川上:UGCがソーシャルリスニングの役割も担い、PGCに還元できている理想的な例だと感じます。このようにUGCを最大限に活用することで、事業インパクトの最大化にもつながると考えています。
継続的なUGC生成を目指して。次なるテーマは「ファンダム形成」
MarkeZine:最後に、今後の課題やチャレンジしたい施策について教えてください。
川上:今後注力したいテーマは、「UGCの継続的な創出」です。新商品の発売時はインフルエンサーにも紹介してもらいやすいですが、時間が経過していくと「商品を紹介する意味」がインフルエンサーの中で薄れていきます。それでも継続的にSNSで語りたくなるきっかけ作りやファンダム形成が大切になってくるでしょう。
生活者の中のマインドシェアを高め、愛用品として継続的だったり、毎シーズン語られるブランドを作れると理想的だと考えています。

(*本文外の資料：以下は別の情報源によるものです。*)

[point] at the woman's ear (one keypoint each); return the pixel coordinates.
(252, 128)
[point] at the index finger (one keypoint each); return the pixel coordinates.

野原:語りたくなるブランドは、生活者から愛されているブランドであるはずです。生まれたばかりのブランドを育てていくために、これからは「ファンダム形成」にも重きを置いていきたいと考えています。ファンの熱量を上げることで、ファンから他の人へ口コミが伝播し、結果的に新規のトライアルやリピート購入につながっていく――そうした自然な循環を作っていきたいですね。

感情起点でブランドを開発し、私たち自身がブレることなく、一貫したマーケティングをやってきたからこそ、結果が伴ってきています。これからも自分たちのブランドと、それを愛してくれるファンの方々に目を向け、誠実に向き合っていきたいです。